To begin with, there is a warning. A preamble to the novel in which a conductor – arrogant-seeming and intimidating – tells the musicians before him that their individual efforts are of no significance. “I must disclose to you now . . . there will be no joy, no consolation.” He doesn’t even like music and, displaying a wearied humility, he tells them “I am the one – not creating anything – but who is simply present before every sound, I am . . . simply waiting for all of this to be over.”
With that overture played, the disharmonious symphony can begin. Already, the writing has a powerful impact, conveying an uneasy apprehension and an intimation that much will go awry in the course of the novel. This is in part because Krasznahorkai’s previous novels have shown us how quickly intentions and hopes become debased by the sourness of human interactions.
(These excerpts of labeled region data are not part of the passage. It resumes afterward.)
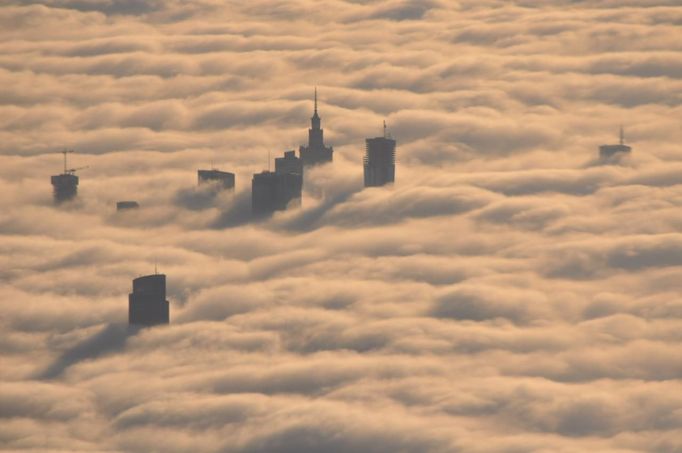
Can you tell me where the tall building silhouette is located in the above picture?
[275,151,303,175]
[128,274,170,326]
[50,150,87,204]
[599,126,632,159]
[251,171,303,216]
[363,122,396,187]
[197,168,235,190]
[116,200,140,211]
[298,88,334,165]
[251,151,303,217]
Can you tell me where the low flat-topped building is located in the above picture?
[116,200,140,211]
[50,173,78,203]
[251,171,303,217]
[50,149,87,204]
[363,123,396,187]
[197,169,235,190]
[298,88,334,166]
[275,151,303,175]
[599,127,632,160]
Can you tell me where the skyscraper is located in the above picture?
[599,126,632,160]
[275,151,303,175]
[298,88,334,165]
[128,274,170,326]
[251,171,303,216]
[50,173,78,203]
[363,122,396,187]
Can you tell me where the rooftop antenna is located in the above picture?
[60,149,73,174]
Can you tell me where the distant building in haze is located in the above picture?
[275,151,303,175]
[363,122,395,187]
[251,171,303,216]
[128,274,170,326]
[599,126,632,159]
[197,169,235,190]
[116,201,140,211]
[50,150,87,204]
[298,88,334,165]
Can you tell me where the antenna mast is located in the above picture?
[60,149,73,174]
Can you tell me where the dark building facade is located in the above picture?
[275,151,303,175]
[363,124,396,187]
[51,173,78,203]
[197,169,235,190]
[51,149,88,204]
[128,274,170,326]
[599,127,632,159]
[298,88,334,165]
[251,171,303,216]
[116,201,140,211]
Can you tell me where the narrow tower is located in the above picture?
[298,87,334,165]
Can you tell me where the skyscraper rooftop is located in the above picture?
[128,274,170,326]
[298,88,334,165]
[363,122,396,187]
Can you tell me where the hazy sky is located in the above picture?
[0,0,682,453]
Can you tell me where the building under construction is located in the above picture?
[128,274,170,326]
[275,151,303,175]
[197,168,235,190]
[599,126,632,160]
[363,122,396,187]
[298,88,334,165]
[51,150,87,203]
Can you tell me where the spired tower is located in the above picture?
[128,274,169,326]
[298,88,334,165]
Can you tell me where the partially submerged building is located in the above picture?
[128,274,170,326]
[363,122,396,187]
[599,126,632,160]
[251,171,303,217]
[50,150,87,204]
[197,168,235,190]
[298,88,334,166]
[275,151,303,175]
[116,200,140,211]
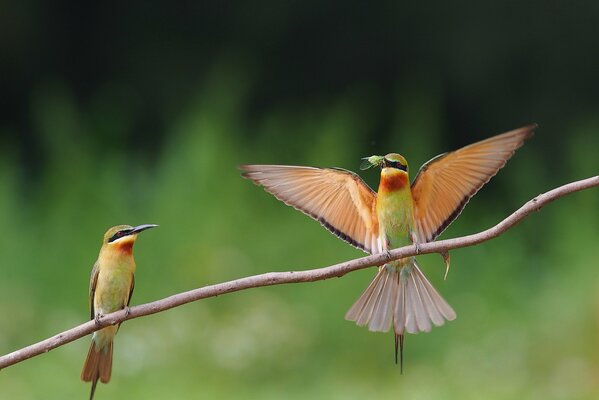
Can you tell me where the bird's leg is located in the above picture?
[439,250,450,280]
[384,248,392,261]
[410,231,420,254]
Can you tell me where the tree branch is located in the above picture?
[0,175,599,369]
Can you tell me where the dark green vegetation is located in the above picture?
[0,1,599,399]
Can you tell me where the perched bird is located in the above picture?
[81,225,158,400]
[239,125,536,364]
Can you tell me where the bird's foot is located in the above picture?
[414,242,420,254]
[383,249,392,261]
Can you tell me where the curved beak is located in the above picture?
[129,224,158,235]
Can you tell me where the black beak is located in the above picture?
[129,224,158,235]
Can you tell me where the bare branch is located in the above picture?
[0,175,599,369]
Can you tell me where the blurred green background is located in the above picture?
[0,0,599,399]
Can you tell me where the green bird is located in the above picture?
[81,225,158,400]
[240,125,536,364]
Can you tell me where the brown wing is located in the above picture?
[89,261,100,319]
[239,165,381,253]
[412,125,537,242]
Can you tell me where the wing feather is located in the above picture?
[412,125,537,242]
[89,261,100,319]
[239,165,380,253]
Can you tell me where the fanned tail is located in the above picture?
[81,339,112,400]
[345,258,456,368]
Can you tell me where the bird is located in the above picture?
[239,124,537,372]
[81,224,158,400]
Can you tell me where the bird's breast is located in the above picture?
[379,168,410,194]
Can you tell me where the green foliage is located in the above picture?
[0,72,599,399]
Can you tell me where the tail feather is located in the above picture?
[81,339,112,400]
[369,268,399,332]
[345,260,456,335]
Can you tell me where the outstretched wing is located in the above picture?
[239,165,382,254]
[412,125,537,242]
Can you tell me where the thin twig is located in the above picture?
[0,175,599,369]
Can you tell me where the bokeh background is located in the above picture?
[0,0,599,399]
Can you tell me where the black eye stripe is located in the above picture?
[384,158,408,171]
[108,229,131,243]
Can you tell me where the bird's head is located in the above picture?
[104,224,158,247]
[360,153,408,172]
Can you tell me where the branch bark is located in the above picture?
[0,175,599,369]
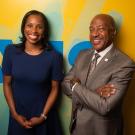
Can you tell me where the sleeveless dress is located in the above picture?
[2,45,63,135]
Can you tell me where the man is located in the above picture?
[62,14,135,135]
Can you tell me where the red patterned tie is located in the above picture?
[89,53,100,74]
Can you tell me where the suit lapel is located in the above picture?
[89,47,116,81]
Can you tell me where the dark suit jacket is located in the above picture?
[62,47,135,135]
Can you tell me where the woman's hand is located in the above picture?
[29,116,44,127]
[14,114,32,128]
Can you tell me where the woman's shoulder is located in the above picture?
[5,44,21,53]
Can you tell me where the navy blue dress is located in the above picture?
[2,45,63,135]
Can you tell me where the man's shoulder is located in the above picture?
[116,49,133,62]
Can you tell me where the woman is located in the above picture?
[2,10,63,135]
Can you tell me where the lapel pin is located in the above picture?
[104,58,108,62]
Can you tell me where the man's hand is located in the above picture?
[70,78,81,89]
[96,84,116,98]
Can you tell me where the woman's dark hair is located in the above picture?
[20,10,51,50]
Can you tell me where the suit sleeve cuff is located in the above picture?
[72,82,78,91]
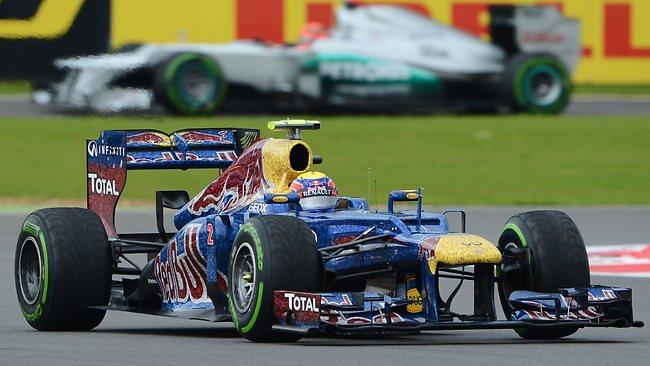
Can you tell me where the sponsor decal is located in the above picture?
[88,173,120,196]
[248,202,269,213]
[273,196,289,203]
[284,292,320,313]
[178,130,232,144]
[318,61,411,82]
[208,222,214,245]
[587,244,650,278]
[154,224,210,303]
[406,192,418,200]
[406,287,422,314]
[239,131,257,149]
[87,140,126,158]
[418,236,440,259]
[126,131,171,146]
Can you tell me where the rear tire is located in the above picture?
[154,53,226,115]
[228,215,323,342]
[501,53,573,114]
[14,208,113,331]
[498,211,590,339]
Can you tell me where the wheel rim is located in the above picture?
[232,242,257,313]
[179,64,217,106]
[18,236,43,305]
[524,65,563,106]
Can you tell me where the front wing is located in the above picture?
[273,286,643,335]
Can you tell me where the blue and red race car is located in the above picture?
[15,120,643,342]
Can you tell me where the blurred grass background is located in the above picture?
[0,116,650,204]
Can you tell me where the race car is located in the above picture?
[33,2,581,115]
[15,120,643,342]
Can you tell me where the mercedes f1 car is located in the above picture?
[15,120,643,342]
[34,4,580,114]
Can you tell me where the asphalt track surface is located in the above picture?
[0,95,650,117]
[0,207,650,366]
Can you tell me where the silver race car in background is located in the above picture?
[33,4,580,115]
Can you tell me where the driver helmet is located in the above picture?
[291,172,339,211]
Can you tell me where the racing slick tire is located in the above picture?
[154,53,226,115]
[502,53,573,114]
[497,210,590,339]
[14,208,113,331]
[228,215,323,342]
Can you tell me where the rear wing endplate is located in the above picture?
[86,128,260,238]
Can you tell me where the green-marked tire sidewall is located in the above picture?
[496,222,534,336]
[514,57,572,113]
[228,222,270,334]
[14,217,51,324]
[164,53,226,114]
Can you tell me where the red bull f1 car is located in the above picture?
[34,2,581,114]
[15,120,643,342]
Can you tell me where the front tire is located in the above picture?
[228,215,323,342]
[154,53,226,115]
[14,208,112,331]
[498,210,590,339]
[502,53,573,114]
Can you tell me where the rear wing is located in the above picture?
[86,128,260,239]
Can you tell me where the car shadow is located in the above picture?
[93,327,241,339]
[93,327,634,347]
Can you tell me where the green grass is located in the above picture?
[0,116,650,204]
[573,84,650,95]
[0,81,32,95]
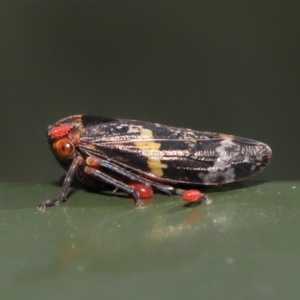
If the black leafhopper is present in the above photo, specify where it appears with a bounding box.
[38,115,272,210]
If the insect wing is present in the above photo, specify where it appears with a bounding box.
[79,119,271,185]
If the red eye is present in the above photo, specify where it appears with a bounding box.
[49,124,72,138]
[52,139,74,160]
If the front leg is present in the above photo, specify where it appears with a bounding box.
[37,156,83,211]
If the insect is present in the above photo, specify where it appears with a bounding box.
[38,115,272,210]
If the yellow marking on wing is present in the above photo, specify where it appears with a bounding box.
[134,128,168,177]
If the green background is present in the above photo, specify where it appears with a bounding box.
[0,0,300,181]
[0,0,300,299]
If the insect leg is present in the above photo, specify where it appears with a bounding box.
[37,156,82,211]
[84,166,145,208]
[86,156,175,195]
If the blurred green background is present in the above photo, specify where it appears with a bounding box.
[0,0,300,181]
[0,0,300,300]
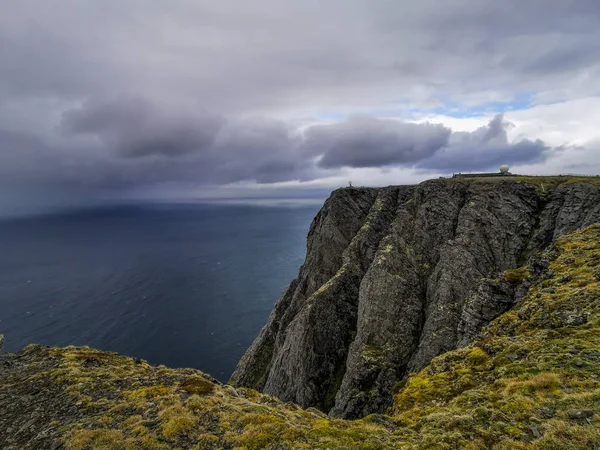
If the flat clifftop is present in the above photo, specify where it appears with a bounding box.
[0,221,600,450]
[232,176,600,418]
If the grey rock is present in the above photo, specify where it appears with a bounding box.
[232,179,600,418]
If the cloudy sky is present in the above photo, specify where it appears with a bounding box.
[0,0,600,212]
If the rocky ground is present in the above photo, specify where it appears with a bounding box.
[0,222,600,450]
[232,177,600,418]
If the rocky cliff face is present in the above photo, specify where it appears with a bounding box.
[232,178,600,418]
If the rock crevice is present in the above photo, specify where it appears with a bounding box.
[232,179,600,418]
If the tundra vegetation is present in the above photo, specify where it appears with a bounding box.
[0,224,600,450]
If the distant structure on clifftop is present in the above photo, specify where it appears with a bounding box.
[452,164,512,178]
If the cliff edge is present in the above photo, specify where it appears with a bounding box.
[231,177,600,418]
[0,224,600,450]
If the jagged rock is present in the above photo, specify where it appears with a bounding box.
[232,179,600,418]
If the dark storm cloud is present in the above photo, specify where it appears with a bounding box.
[418,114,551,172]
[62,98,222,157]
[0,0,600,210]
[306,117,451,169]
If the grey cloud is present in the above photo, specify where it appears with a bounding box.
[306,117,451,169]
[0,0,600,211]
[62,97,222,157]
[417,114,551,172]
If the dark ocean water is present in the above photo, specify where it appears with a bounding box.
[0,205,318,381]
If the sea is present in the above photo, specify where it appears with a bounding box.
[0,202,320,381]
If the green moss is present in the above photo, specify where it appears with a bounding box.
[181,377,215,395]
[7,225,600,450]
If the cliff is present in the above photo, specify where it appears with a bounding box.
[0,222,600,450]
[232,177,600,418]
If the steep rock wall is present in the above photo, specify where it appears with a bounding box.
[232,179,600,418]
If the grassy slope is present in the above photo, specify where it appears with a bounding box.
[0,220,600,450]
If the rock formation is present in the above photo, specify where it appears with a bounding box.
[232,177,600,418]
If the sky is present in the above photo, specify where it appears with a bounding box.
[0,0,600,214]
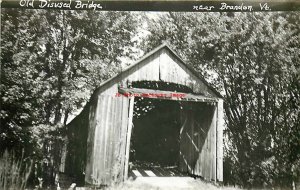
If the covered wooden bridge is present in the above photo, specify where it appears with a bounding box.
[61,44,224,185]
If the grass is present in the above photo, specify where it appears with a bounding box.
[0,151,32,190]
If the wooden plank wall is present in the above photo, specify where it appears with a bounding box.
[217,99,224,181]
[85,95,128,185]
[180,102,216,181]
[65,104,89,184]
[98,49,215,96]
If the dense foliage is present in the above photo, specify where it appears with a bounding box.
[0,9,137,186]
[143,12,300,187]
[0,9,300,187]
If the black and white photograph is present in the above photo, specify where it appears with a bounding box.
[0,0,300,190]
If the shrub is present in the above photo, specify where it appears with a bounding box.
[0,151,32,190]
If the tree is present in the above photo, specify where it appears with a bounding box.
[0,9,138,184]
[143,12,300,187]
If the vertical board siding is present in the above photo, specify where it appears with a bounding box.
[217,99,224,181]
[179,102,217,181]
[98,49,216,96]
[86,95,128,185]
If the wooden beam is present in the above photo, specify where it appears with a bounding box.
[217,99,224,182]
[124,96,134,180]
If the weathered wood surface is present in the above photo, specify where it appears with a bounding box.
[97,49,217,97]
[66,44,224,185]
[124,96,134,180]
[65,104,89,183]
[217,99,224,181]
[85,95,128,185]
[180,102,216,181]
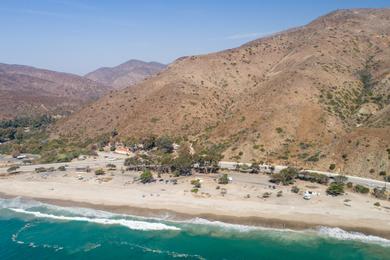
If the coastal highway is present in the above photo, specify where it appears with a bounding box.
[0,152,390,188]
[219,161,390,188]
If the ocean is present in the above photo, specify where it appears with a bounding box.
[0,198,390,260]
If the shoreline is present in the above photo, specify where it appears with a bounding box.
[0,192,390,239]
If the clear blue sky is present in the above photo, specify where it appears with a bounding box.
[0,0,390,74]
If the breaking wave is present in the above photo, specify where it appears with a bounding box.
[10,208,180,230]
[0,198,390,247]
[317,227,390,246]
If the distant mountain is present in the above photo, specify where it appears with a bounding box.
[0,63,110,120]
[56,9,390,179]
[85,60,166,89]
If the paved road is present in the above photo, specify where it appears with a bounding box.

We meet a former professor who has built a shack for himself out of materials he found adjacent to the wasteland where he has located his new home. Outside, his estranged daughter has assembled members of the media to witness her protest against her father. An expert on mosses, the professor became disillusioned with society and now seeks to avoid all human contact. “He didn’t like anyone and no one liked him, and he was very happy with this state of affairs.”
At times we are brought directly inside his mind, where deeply intricate, philosophical reflections abound, often ruminating, Plato-like, on the unknowable nature of reality. But an all-too-insistent form of reality persists in his life now that his wilderness home has been visited and violated. One among the resultant irritants is a visit from some fascistic bikers who have decided to intrude upon the professor. Already the notion that events could be controlled by escaping into solitude seems forlorn.
City escape
The professor’s former housekeeper, Auntie Ibolyka, visits him occasionally to bring him pastries and, on one occasion, tells him of the imminent return of Baron Wenckheim to the nearby city from which the professor had sought to escape. Thus begins the second subject of the symphony: a Mahler-like, multi-voiced section, the themes of which will elaborate and substantiate all of what has been presaged so far.
The baron, a wealthy member of an influential Hungarian family, is set to return home from Argentina because of the huge gambling debts he has accrued in the casinos of Buenos Aires. The imminence of his return and the transformative effect he may have on the municipal and cultural life of the city leads to feverish speculation about the improvements his money will allow. Among the elected officials and people in positions of power, there is an absurd level of pomposity and an over-confident assumption about the level of influence they will have on any decision the baron might make.
There are strong echoes here of previous Krasznaharkoi novels, particularly Satantango and The Melancholy of Resistance, in which frenzied crowds of people have placed their desperate faith in the expectations they construct around a figure whose inability to fulfil their delusions leads to chaos and despair.
Pitiless world
Among the many hoping without reason, there is a woman who has a very real expectation that the baron’s return will result in meaningful change in her life because she was his first and only love. But should anyone have hope in this pitiless world? The failure on the baron’s part to reconcile himself to what change has wrought and the all-too-late realisation that the only meaning available in life is through connections with others results in catastrophe.
Earlier, while walking alone through some woodland, the baron remembers a meeting with a man who, like him, was returning, in the early hours of the morning, from a casino. The man, named as Jorge Mario Bergoglio – now Pope Francis – asks a question which he deems “fairly heretical”, namely “if one good isn’t good enough for good to prevail, how is it possible that one evil is enough for evil to prevail”. It is a question which addresses the central issue of the novel. Love may be possible, but it will never be enough. Then it too will end.
Despite, or maybe because of, the depth of thought and insight Krasznahorkai brings to this exceptional and profound novel, intricately translated by Ottilie Mulzet, there are moments of great humour too. The petty narcissism of local officials and the baron’s propensity for Thomas Bernhard-like vitriol regarding his native country are among the pleasures of this great work. In the end, we learn the one essential truth of all existence: the one phenomenon we can always rely on is entropy. Things can only get worse.